比呂の胸元に手を入れて聴診していた貴之が呟く。
「すげー雑音だな。喘息で間違いないな。しばらくは調子が良かったのにな。すぐに楽にしてやる」
そう言って手を握ってくれる貴之の手は暖かくて。
縋ってしまいたくなる。
いつも言いつけを破って無理をしてしまうのは自分なのに。
自己管理をきちんとしろと言われてもできないのは自分なのに。
「ちょっと頑張れな?」
そう言ってくる顔は本当に頼もしくて。優しい。
貴之がいてくれれば大丈夫と、いつも思ってしまう。
「……う……ん」
比呂はそう静かに頷いた。
「薬はあるか?」
そう言われて、首を横に振った。
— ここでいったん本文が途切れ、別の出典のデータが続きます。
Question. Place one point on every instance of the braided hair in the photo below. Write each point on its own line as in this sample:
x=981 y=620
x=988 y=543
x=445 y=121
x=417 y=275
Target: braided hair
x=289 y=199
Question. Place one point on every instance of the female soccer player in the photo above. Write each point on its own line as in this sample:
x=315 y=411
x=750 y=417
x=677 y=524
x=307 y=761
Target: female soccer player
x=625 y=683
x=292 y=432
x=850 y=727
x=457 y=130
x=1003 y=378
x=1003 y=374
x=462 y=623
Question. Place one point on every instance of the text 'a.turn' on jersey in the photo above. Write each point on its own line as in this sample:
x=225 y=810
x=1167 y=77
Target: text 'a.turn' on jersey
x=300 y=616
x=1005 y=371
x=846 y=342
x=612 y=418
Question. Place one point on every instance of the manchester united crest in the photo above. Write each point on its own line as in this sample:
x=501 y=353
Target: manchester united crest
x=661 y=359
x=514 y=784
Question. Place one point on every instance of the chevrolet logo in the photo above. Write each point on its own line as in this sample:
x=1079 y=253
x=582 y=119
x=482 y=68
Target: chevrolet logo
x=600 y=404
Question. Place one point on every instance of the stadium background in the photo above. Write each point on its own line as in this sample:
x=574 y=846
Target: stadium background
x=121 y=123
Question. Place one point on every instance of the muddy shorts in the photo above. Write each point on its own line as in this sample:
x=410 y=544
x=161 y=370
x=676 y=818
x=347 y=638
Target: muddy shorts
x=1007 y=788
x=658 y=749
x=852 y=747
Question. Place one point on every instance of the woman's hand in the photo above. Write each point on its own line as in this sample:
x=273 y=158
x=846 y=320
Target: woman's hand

どこにあるのか、無くしてしまった。
「バカが」
そう貴之に罵倒されるが、おそらく彼の中では想定内。白衣のポケットから、以前彼から渡された吸入器と同じ物が出てきた。
「頑張って一回吸ってみよう?」
呼吸しやすいようにと身を起こされて、白衣の身体にもたれかかる。
比呂は思わず、それを握った。
「大丈夫だから」
そう励まされて、吸入口を口元に持ってこられる。咥えて、息を吸い込むが、うまく吸えてる感じがしない。思わず唇の力が抜けるが、貴之に支えられる。
「ほら、もう少し。頑張って」
背中を気持ちいい手がさすってくれる。もう少し……と震えながら息を吸い込むと、重い胸に少し軽さが感じられた。
「よしよし、頑張った。もう一回な」
そう頭を撫でられて、絶え絶えにも吸入する。
偉い偉いとあやされて、口から吸入器を外された。目の前は貴之の白衣の胸元。目を閉じた。
「少ししたら楽になると思うから」
そう言いながら、イヤーチップを装着した貴之の手が、インナーシャツの中に入ってきた。
少しずつ呼吸が楽になってきた。
目を開け、顔を少しあげると、呼吸音を真剣に聞いている貴之が気づいたようで。
身体を支えてくれている左手が、トントンと優しく慰めてくれる。
僕の幼馴染は格好いいな……。
そんなことをしみじみ思った。
「少しずつ肺もクリアになってきたな」
貴之はそう言った。
「……ごめん」
声にはならないくらいの弱い声で比呂は謝り、その安心できる胸の中で意識は落ちていった。